Measurable Outcome 2.8, Measurable Outcome 2.9

In the discussion of ODE integration, we used the ideas of consistency and stability to prove convergence through the Dahlquist Equivalence Theorem. Similar concepts also exist for PDE discretizations, however, we cannot cover these here. We will briefly review the local truncation error for finite difference approximations of derivatives here and discuss its application in computing the truncation error of a PDE in Section 2.4.3.

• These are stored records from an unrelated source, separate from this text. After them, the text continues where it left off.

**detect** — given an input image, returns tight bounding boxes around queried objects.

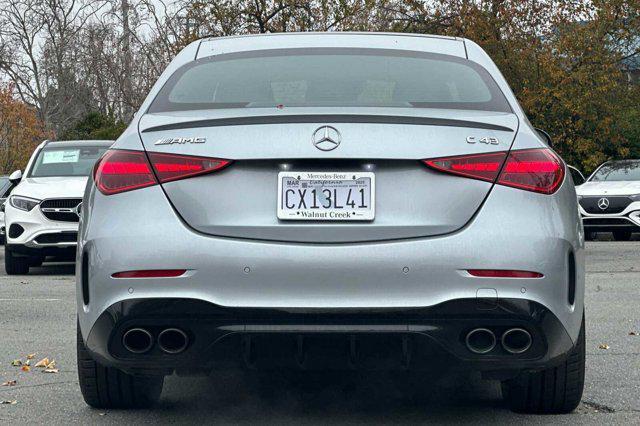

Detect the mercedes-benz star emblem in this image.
[311,126,342,151]
[598,198,609,210]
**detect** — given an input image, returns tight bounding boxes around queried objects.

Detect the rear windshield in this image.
[29,146,108,177]
[149,49,511,112]
[589,161,640,182]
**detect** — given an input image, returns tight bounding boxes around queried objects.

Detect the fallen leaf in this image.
[35,358,51,368]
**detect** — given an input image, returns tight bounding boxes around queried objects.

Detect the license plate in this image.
[278,172,375,221]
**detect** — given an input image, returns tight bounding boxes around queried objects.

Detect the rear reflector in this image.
[94,149,231,195]
[111,269,187,278]
[467,269,544,278]
[423,148,564,194]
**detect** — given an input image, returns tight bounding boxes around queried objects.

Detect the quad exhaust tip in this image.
[122,328,153,354]
[465,328,496,354]
[501,328,532,354]
[158,328,189,354]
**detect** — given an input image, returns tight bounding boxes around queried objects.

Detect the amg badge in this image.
[155,138,207,145]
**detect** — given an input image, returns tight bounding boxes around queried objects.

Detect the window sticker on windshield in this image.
[42,149,80,164]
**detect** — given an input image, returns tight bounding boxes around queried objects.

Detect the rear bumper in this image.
[582,216,640,232]
[86,299,573,374]
[6,244,76,261]
[76,176,584,350]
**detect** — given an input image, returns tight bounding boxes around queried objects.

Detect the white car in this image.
[576,160,640,241]
[0,176,13,244]
[4,141,113,275]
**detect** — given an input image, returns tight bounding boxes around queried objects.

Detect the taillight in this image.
[149,152,230,183]
[498,148,564,194]
[94,149,158,195]
[423,152,507,182]
[423,148,564,194]
[94,149,230,195]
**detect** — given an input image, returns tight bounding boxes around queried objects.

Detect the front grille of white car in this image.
[580,195,631,214]
[40,198,82,222]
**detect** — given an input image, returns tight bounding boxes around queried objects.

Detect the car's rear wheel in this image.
[77,327,164,408]
[4,247,29,275]
[613,231,631,241]
[502,315,585,414]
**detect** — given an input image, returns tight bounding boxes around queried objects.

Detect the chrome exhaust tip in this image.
[501,328,532,354]
[465,328,496,354]
[158,328,189,354]
[122,328,153,354]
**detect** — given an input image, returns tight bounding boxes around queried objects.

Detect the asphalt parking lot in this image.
[0,241,640,424]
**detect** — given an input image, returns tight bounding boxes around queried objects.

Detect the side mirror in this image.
[567,166,586,186]
[536,127,553,147]
[9,170,22,185]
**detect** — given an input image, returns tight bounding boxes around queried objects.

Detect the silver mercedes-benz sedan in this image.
[77,33,585,413]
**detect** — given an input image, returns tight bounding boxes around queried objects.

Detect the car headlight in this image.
[9,195,40,212]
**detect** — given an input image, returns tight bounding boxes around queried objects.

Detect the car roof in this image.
[44,139,115,148]
[195,31,467,59]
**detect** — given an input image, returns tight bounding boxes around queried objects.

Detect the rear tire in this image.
[77,327,164,408]
[502,315,585,414]
[613,231,631,241]
[4,246,29,275]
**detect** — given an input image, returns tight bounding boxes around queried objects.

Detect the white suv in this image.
[4,141,113,275]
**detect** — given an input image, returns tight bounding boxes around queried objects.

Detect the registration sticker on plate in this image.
[278,172,375,220]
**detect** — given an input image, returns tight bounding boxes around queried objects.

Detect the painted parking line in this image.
[0,297,62,302]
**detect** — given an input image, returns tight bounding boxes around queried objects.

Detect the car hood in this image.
[576,181,640,196]
[11,176,88,200]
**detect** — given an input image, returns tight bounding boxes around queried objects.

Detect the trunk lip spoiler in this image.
[141,114,514,133]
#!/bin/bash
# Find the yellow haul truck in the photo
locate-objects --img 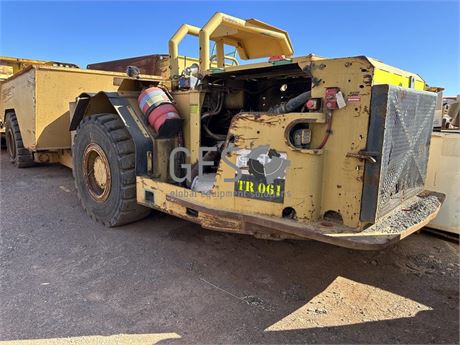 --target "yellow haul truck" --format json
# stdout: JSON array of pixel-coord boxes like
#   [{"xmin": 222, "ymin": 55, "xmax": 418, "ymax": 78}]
[
  {"xmin": 0, "ymin": 13, "xmax": 444, "ymax": 249},
  {"xmin": 0, "ymin": 56, "xmax": 78, "ymax": 136}
]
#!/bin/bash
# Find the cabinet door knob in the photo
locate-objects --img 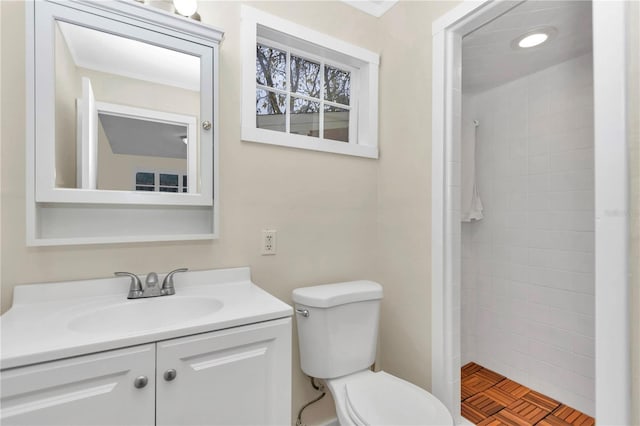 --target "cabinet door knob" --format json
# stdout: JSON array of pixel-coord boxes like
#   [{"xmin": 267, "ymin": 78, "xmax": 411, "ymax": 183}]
[
  {"xmin": 164, "ymin": 368, "xmax": 178, "ymax": 382},
  {"xmin": 133, "ymin": 376, "xmax": 149, "ymax": 389}
]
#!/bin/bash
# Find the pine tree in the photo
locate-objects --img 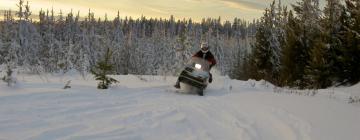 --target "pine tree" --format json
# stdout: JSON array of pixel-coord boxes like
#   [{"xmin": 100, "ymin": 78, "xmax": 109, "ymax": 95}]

Suppose we use a backwards difference, \(\delta _ x^- U_ i\) to approximate the first derivative, \(U_ x\) at point \(i\). The local truncation error for this derivative approximation can be calculated using Taylor series as we have done in the past:

  \(\displaystyle \tau\) \(\displaystyle \equiv\) \(\displaystyle \delta _ x^{-} U_ i - {U_ x}_ i ,\)   (2.61)
    \(\displaystyle =\) \(\displaystyle \frac{1}{{\scriptstyle \Delta } x}\left( U_ i - U_{i-1}\right) - {U_ x}_ i,\)   (2.62)
    \(\displaystyle =\) \(\displaystyle \frac{1}{{\scriptstyle \Delta } x}\left[ U_ i - \left( U_ i - {\scriptstyle \Delta } x{U_ x}_ i + \frac{1}{2}{\scriptstyle \Delta } x^2{U_{xx}}_ i + O({\scriptstyle \Delta } x^3)\right)\right] - {U_ x}_ i,\)   (2.63)
    \(\displaystyle =\) \(\displaystyle -\frac{1}{2}{\scriptstyle \Delta } x{U_{xx}}_ i + O({\scriptstyle \Delta } x^2).\)   (2.64)

Thus, the analysis shows that the backwards difference is a first-order accurate discretization of the derivative at node \(i\).